Homeland Security holds "Cyber Storm" war game

What, us worry? From the AP, Feb. 10:

WASHINGTON -- The government concluded its "Cyber Storm" wargame Friday, its biggest-ever exercise to test how it would respond to devastating attacks over the Internet from anti-globalization activists, underground hackers and bloggers.

Bloggers?

(Dubious) terror case opens in NYC

A jazz musician and a bookstore owner? OK, could be. But this smells to us like another sleazy FBI fishing expedition in which the only "al-Qaeda" connection was the undercover federal agent. These guys may have wanted to collaborate with al-Qaeda. But is wanting to a crime? Well, Britain just convicted an Islamic cleric for thought crimes. From the Lower Hudson Valley's Journal News, Feb. 9:

Arab journalists arrested in cartoon controversy

This is practically Orwellian. Is the Algerian regime using the printing of the anti-Islam cartoons—blurred and denounced—as an excuse to crack down on pro-Islamist newspapers? From Al-Jazeera, Feb. 13:

Algeria and Yemen have arrested journalists working for newspapers that have reprinted cartoons of the Prophet Muhammad that led to protests around the world.

Bosnia: Croatian flag burned in cartoon protest

Bosnian Muslims burned the Croatian flag in front of the country’s Sarajevo embassy Feb. 8, in a protest over the publication of the Danish cartoons in a Croatian weekly magazine. Hundreds of Bosnian Muslims also protested at the Danish, Norwegian and French embassies. Protesters also called for a boycott of imports from countries which have published the cartoons. No violence was reported, but the Croatian embassy has requested special police protection from Bosnia's government. (DTT-NET, Belgium, Feb. 8)

Paraguay: march against US troops

On Jan. 17, members of Paraguayan social and political organizations marched in Asuncion and burned US flags to protest the presence of US soldiers in their country, and to condemn the Paraguayan legislature's decision last year to let the troops in and grant them immunity from prosecution. The protests are being held on the 17th day of each month, with a larger national mobilization planned for this coming May, since a new contingent of US troops is expected to arrive in June. The protests are also being coordinated with activists in other countries. (Jaku'eke; ABC Color, Paraguay, Jan. 18)
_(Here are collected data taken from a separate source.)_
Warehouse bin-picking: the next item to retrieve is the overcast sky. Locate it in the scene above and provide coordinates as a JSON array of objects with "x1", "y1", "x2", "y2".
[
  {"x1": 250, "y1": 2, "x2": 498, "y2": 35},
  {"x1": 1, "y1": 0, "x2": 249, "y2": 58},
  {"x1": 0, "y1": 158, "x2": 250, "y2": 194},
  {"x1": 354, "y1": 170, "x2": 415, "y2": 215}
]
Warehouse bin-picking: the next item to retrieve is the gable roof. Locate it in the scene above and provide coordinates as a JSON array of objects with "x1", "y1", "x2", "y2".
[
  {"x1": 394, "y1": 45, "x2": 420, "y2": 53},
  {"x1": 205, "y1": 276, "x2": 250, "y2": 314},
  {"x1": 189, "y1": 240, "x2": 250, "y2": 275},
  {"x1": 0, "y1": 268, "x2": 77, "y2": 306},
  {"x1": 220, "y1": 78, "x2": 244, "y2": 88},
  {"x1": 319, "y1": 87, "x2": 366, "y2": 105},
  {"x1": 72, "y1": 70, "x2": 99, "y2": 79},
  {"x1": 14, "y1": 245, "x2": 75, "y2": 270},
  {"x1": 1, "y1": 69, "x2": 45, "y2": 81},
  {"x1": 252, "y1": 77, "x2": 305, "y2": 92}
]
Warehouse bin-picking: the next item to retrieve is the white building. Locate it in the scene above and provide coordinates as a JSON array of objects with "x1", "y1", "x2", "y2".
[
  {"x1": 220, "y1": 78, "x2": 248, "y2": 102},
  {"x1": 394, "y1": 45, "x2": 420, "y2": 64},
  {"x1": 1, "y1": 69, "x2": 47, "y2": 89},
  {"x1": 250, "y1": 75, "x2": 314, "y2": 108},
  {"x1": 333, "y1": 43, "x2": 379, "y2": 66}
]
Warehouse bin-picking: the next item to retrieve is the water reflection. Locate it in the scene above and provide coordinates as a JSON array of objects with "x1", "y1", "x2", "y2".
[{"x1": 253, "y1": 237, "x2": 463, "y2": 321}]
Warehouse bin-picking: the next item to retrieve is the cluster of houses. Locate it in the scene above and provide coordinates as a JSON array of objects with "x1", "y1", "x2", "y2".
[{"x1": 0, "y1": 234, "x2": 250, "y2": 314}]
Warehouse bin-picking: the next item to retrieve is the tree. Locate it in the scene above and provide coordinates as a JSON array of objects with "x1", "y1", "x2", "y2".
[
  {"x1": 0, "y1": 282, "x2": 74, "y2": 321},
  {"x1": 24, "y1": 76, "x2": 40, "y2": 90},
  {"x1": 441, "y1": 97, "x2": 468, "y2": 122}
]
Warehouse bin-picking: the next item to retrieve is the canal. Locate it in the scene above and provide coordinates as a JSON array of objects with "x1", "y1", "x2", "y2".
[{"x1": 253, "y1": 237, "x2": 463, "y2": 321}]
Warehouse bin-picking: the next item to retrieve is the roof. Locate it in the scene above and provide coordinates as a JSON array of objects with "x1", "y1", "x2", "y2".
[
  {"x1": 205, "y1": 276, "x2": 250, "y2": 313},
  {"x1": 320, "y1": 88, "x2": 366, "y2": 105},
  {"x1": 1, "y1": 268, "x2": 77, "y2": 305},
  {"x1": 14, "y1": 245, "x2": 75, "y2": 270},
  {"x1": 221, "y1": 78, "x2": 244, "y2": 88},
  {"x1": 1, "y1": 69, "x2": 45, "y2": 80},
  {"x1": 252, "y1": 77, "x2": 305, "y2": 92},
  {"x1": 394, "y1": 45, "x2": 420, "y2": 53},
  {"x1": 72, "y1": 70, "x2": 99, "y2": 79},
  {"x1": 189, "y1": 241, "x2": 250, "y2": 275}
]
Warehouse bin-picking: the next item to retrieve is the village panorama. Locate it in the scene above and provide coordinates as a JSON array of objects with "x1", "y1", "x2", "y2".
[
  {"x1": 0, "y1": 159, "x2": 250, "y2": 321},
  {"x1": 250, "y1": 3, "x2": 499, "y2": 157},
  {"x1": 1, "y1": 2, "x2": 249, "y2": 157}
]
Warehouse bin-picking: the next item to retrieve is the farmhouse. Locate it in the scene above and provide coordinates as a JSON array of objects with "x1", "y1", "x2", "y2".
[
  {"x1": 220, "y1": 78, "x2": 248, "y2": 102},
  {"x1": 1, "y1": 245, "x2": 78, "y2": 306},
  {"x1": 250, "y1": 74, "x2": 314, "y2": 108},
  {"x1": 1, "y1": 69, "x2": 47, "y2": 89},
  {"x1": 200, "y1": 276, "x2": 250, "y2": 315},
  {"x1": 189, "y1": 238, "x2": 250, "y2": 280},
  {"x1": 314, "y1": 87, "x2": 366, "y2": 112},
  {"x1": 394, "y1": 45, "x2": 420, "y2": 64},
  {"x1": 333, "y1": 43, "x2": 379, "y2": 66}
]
Al-Qaeda ring in Colombia?

From the Associated Press:

BOGOTA, Colombia, Jan. 27 Colombia insisted Friday that a false-passport ring it dismantled may have links to al-Qaida and Hamas, despite U.S. doubts about the counterfeiters' connection to the terrorist groups.

Colombian officials said Thursday the gang supplied citizens from Pakistan, Jordan, Iraq, Egypt and other countries with false passports and Colombian nationality without them ever setting foot in the country.

Colombia: forgotten war in Putumayo

A letter sent to the Colombia Support Network in Madison, WI, from local campesino activsts in Putumayo, Colombia's Amazon rainforest department bordering Ecuador:

Mocoa, January 25, 2006

Beginning in December of 2005 the FARC-EP began a series of attacks upon the infrastructure of the Department of Putumayo, choosing different points supposedly to weaken the present government, among them the towers which take high voltage electricity to Putumayo communities, bridges on different roads and oil wells and the trans-Andean pipeline.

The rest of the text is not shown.